Some things are uniquely Norwegian: The world’s greatest cheese slicer, dominating the Winter Olympics and aquavit.
Aquavit, which means water of life, is a Norwegian liqueur served year-round, but is most popular at special occasions such as Christmas or May 17, Norway’s Constitution Day.
I’ve been drinking this schnapps at least once a year for the past 18 years. Even when we lived in the States, we always had a bottle on hand, always happy to give our friends a taste.
I was thrilled when my husband scored us a visit to the world’s largest producer of aquavit. The company, called Arcus, has a 517,000-square-feet (48,000-square-meter) facility, which we toured, and naturally there was a tasting afterward, but more on that later.
Aquavit is a caramel-colored, spicy spirit often served in small tulip-shaped glasses. Its origins trace back to the early 19th century when barrels of it were sent to the East Indies, but it tasted so bad no one there wanted to drink it. The aquavit was then shipped back to Norway and it turned out that the long journey drastically improved the taste.
Today the Linie brand still sends all of its aquavit across the equator and back.
Upon walking into the Arcus lobby, there’s a small interactive museum area on the history of alcohol in Norway. I learned juicy little tidbits such as how Norwegians imbibed with their own moonshine as early as the 1500s.
Over time, making alcohol became more organized and by 1833, Norway had 10,000 or so registered distilleries. Government regulation during the next 20 years pared that number down to around 40. Then came Prohibition in 1919, which thankfully ended in 1927.
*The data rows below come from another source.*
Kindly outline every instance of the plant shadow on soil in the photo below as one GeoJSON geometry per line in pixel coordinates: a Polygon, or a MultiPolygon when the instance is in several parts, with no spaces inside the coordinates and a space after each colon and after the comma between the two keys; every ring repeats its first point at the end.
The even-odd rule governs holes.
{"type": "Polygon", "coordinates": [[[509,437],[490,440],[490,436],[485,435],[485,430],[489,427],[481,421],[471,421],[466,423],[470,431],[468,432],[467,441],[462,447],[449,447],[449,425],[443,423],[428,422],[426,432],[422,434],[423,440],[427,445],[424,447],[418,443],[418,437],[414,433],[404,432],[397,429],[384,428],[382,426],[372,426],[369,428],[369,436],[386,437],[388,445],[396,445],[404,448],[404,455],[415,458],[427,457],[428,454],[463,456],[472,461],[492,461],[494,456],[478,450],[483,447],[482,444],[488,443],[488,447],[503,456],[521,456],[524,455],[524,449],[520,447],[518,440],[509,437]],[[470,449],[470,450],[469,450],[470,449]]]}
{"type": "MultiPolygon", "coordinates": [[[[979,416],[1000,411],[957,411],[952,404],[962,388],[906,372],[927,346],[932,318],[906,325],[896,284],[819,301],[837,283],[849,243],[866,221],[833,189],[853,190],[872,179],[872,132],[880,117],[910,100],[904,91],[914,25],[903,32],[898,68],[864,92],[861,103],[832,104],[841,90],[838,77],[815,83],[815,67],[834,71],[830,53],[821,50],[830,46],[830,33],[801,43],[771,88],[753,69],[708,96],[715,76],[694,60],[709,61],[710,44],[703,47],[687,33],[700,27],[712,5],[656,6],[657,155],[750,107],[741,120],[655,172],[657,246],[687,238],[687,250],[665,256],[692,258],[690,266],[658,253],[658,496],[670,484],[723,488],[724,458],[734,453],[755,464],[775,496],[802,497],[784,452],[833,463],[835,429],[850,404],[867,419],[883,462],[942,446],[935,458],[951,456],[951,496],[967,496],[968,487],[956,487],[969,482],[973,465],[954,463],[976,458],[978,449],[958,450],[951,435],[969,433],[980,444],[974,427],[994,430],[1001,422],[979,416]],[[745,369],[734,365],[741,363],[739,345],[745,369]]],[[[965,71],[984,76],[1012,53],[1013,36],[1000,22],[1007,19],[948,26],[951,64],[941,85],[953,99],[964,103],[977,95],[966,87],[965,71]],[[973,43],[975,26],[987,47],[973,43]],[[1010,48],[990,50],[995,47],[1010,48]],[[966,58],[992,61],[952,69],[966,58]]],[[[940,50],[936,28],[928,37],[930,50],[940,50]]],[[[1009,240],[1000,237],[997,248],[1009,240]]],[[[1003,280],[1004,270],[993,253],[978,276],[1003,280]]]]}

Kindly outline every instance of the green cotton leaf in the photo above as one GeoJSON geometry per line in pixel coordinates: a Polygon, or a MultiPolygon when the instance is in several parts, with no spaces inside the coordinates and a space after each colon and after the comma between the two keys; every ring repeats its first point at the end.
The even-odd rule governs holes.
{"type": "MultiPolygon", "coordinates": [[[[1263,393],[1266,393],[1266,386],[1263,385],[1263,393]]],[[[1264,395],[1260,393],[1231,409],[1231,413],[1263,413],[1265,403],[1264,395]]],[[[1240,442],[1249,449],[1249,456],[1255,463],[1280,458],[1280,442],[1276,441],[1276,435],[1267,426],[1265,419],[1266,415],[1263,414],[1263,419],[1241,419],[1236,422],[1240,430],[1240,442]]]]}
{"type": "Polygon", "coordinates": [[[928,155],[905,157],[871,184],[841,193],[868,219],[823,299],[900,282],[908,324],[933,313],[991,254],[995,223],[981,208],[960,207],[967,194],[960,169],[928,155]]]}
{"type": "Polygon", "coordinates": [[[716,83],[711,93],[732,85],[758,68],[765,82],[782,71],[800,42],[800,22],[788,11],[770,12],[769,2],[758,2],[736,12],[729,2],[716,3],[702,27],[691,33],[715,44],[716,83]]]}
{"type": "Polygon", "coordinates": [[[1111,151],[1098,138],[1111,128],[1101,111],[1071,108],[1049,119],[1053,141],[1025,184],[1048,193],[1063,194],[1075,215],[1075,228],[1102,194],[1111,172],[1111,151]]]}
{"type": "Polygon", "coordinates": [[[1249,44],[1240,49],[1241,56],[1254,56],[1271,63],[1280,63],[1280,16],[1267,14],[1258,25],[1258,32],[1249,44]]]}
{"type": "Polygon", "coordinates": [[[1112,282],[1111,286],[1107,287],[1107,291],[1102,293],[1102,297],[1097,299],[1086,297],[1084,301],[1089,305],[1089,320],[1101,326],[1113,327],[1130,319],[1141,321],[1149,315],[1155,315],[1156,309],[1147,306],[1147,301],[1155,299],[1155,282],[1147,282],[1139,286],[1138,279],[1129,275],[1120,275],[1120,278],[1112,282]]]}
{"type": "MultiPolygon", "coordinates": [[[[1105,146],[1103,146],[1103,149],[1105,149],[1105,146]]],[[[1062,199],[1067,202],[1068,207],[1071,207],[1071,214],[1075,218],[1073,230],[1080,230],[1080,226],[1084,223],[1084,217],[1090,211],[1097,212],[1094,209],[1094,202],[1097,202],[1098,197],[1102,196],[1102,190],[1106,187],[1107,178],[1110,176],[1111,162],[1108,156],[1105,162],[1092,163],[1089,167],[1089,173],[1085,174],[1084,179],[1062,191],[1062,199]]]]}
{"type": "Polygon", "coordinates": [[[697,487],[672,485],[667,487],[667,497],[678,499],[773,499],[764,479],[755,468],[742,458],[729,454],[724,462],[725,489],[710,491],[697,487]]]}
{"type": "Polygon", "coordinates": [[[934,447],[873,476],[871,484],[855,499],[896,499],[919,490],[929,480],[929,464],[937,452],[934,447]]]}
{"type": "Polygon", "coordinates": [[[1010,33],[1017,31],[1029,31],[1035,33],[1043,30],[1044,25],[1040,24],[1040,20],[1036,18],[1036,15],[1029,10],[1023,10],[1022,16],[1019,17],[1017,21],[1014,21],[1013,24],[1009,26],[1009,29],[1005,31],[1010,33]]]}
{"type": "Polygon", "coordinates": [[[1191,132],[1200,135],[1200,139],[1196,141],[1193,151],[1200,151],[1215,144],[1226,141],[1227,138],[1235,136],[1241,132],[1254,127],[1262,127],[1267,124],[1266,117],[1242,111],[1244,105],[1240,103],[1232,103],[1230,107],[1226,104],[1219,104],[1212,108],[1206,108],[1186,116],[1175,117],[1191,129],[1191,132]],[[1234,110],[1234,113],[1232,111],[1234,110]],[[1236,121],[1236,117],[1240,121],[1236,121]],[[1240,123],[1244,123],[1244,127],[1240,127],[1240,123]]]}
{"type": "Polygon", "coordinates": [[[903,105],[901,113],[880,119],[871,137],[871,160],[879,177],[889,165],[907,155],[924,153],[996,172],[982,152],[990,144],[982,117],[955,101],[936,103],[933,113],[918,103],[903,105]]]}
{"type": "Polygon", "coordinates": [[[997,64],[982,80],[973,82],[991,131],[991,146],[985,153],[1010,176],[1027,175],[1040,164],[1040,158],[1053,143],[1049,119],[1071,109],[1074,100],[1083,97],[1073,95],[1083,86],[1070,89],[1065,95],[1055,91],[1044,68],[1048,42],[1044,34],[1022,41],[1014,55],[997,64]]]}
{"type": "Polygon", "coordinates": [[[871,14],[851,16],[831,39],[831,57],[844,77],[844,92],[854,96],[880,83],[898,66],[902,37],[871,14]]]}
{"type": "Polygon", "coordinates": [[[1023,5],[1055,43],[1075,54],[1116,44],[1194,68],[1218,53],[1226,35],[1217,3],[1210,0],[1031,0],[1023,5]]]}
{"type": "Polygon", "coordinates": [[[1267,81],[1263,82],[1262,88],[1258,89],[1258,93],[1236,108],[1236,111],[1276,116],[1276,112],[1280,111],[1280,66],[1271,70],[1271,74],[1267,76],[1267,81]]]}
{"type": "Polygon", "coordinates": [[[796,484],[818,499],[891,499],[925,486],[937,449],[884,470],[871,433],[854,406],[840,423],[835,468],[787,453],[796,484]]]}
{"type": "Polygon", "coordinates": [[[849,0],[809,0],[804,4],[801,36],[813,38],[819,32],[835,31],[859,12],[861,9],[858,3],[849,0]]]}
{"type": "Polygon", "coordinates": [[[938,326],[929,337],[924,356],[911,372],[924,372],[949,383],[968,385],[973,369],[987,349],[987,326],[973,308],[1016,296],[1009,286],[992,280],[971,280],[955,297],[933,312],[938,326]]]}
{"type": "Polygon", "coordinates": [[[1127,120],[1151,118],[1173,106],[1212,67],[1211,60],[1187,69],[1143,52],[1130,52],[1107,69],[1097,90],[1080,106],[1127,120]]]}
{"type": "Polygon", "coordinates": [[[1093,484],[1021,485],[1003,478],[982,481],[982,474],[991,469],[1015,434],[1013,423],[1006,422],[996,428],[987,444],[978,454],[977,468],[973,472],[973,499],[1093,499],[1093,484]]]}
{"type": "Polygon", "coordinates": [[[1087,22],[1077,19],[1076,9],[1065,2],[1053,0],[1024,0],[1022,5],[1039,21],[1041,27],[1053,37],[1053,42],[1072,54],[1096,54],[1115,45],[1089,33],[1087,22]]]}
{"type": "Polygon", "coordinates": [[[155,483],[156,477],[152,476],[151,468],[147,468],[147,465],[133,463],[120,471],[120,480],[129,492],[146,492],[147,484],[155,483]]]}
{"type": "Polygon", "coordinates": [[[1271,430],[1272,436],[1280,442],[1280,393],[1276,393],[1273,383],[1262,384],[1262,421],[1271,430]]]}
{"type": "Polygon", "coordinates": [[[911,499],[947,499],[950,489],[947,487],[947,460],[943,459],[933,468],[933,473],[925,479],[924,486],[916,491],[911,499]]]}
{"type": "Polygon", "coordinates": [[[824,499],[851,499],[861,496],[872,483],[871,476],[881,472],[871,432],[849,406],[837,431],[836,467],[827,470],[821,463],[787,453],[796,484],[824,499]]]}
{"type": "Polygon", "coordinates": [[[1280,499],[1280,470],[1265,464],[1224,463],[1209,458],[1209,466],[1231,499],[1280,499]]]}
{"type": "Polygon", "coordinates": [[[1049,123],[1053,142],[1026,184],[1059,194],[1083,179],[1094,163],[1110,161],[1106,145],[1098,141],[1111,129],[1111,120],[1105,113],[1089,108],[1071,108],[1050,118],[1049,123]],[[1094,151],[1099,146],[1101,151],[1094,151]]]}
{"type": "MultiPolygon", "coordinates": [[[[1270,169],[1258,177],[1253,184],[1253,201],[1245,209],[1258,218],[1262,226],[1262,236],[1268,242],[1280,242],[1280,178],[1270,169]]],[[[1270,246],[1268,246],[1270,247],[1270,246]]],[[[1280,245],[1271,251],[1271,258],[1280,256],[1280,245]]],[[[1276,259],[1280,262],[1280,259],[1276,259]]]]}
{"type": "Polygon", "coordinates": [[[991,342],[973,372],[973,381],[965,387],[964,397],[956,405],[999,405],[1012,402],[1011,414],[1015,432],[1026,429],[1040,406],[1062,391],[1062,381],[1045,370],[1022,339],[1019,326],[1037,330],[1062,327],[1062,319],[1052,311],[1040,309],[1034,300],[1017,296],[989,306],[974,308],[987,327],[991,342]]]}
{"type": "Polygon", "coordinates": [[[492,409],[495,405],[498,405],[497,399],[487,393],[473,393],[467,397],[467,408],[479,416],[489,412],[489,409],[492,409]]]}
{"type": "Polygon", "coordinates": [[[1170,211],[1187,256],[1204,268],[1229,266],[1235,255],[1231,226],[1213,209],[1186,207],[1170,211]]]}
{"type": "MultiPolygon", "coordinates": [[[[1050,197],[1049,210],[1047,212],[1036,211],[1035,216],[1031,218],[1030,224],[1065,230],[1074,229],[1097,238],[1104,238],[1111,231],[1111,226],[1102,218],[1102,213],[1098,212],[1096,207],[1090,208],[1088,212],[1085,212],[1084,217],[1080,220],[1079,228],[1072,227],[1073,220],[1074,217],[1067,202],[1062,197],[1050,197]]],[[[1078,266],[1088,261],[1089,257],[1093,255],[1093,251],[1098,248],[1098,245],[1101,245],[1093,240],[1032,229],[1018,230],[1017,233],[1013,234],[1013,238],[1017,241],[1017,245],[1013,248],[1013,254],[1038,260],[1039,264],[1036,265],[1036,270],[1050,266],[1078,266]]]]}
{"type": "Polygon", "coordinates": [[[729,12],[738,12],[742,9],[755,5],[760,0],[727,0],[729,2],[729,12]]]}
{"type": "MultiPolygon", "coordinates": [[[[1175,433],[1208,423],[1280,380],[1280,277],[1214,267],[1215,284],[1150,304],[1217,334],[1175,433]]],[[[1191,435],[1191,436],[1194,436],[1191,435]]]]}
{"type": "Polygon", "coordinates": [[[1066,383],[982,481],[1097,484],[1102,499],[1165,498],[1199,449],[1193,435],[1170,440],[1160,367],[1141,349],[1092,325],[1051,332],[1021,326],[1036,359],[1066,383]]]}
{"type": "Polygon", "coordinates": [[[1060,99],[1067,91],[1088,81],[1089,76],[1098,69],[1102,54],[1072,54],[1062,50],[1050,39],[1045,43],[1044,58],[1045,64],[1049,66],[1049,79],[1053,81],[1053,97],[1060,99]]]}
The Arcus production plant doesn’t only make aquavit. It is also where wine and other spirits are bottled. Some of the bottling machines on the manufacturing floor reminded me of the TV Show Laverne & Shirley and I had to resist the urge to put my glove on one of the bottles going by.
Our tour in December included a trip to Arcus’ ingredient room where we learned about the different spices that go into the water of life. The liqueur’s dominant taste is carraway, which you could smell before arriving at the ingredients room. Inside was a pungent mix of dill, cinnamon, cardamom, fennel, coriander, lemon peel, and more. We also tasted a series of bitters, where our guide put a drop on our closed fist and we licked it off. Even though it was just a drop, it was crazy strong.
Next we visited a production area that included these gargantuan steel vats of wine, where each one contained 10,000 liters of wine. I thought I heard angels singing when I first spotted those wine tanks. We also got to check out the coppery contraption where the aquavit is made. With its bendy pipes and bulbous parts it looked like something out of a Dr. Seuss book. (Think of the Star-On Machine used by the Sneetches in that Dr. Seuss story.)
My favorite though, were all the oak barrels. Arcus makes a special barrel of aquavit for important events concerning the Royal family, such as births and weddings. There are also private clubs that have their own barrels of aquavit.
Plus there’s a vast warehouse that has misters and is temperature-controlled to perfectly house about 8,000 barrels of aquavit, some of which are more than 100 years old. Standing on the platform overlooking the rows upon rows of barrels was actually pretty breathtaking.
Finally, we settled into the tasting room and were treated to several types of aquavit to sample. Our guide led us through a series of the liqueur, including different ones from Linie, Skrei and the 2017 Christmas aquavit. Each year a special Christmas aquavit is created, using drops from all the previous years of Christmas aquavit as well as new ingredients.
The 2017 version is generally considered better than other recent iterations. At the tasting, that Christmas one was Hubby’s favorite. I, however, preferred the Skrei based on the fact that it burned the least going down.
One of my favorite parts of drinking aquavit is right before that first swig. You raise your glass and exclaim “Skål! (pronounced skohl.) This toast dates back to the Vikings and literally means “cup” or “bowl.” I just like how heartily the usually quiet Norwegians proclaim it.
So if you ever have a chance to try some aquavit skål and enjoy!